Après 38 ans de gestation, la neuvième édition du Dictionnaire de l’Académie française est enfin là… et déjà obsolète. Remise entre les mains d’Emmanuel Macron le 14 novembre dernier, saluée pour son travail historique, elle est vivement critiquée par des linguistes qui dénoncent un décalage frappant entre l’usage réel et les choix des « Immortels ».
Rien de nouveau dans le dico. « Il est à peine terminé et il ne sert pas à grand-chose », tranche Médéric Gasquet-Cyrus, linguiste et co-auteur de Va voir dans le dico si j’y suis. Malgré son accessibilité gratuite – grâce à l’argent public –, cet ouvrage pèche par son archaïsme : des mots courants comme « web » et « mail » en sont absents, tandis que des termes dépassés, comme le « franc » toujours décrit comme unité monétaire française, subsistent. Pendant ce temps, des alternatives comme le Wiktionnaire, gratuit et collaboratif, comptent plus de 400 000 entrées et évoluent au rythme du langage.
Le mode de fabrication du dictionnaire est lui aussi sous le feu des critiques. « C’est une poignée de personnes qui se réunissent, qui regardent les fiches faites par les agrégés et qui disent oui ou non », déplore Gasquet-Cyrus auprès de France Info.
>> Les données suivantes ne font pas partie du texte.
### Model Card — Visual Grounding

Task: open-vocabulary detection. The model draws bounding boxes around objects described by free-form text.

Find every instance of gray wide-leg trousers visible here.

Les bizarreries s’accumulent : « vibromasseur » est là, mais pas « godemiché », « fellation », mais pas « cunnilingus » et le mot « stylé » conserve une définition des années 1950. France Info rappelle que l’Académie s’était longtemps opposée à la féminisation des noms de métiers, aujourd’hui intégrée du bout des lèvres.
Faut-il continuer à produire un tel dictionnaire ? Selon l’interrogé, l’Académie ferait mieux de se concentrer sur la modernisation des outils d’amélioration de l’orthographe, souvent critiquée pour son incohérence.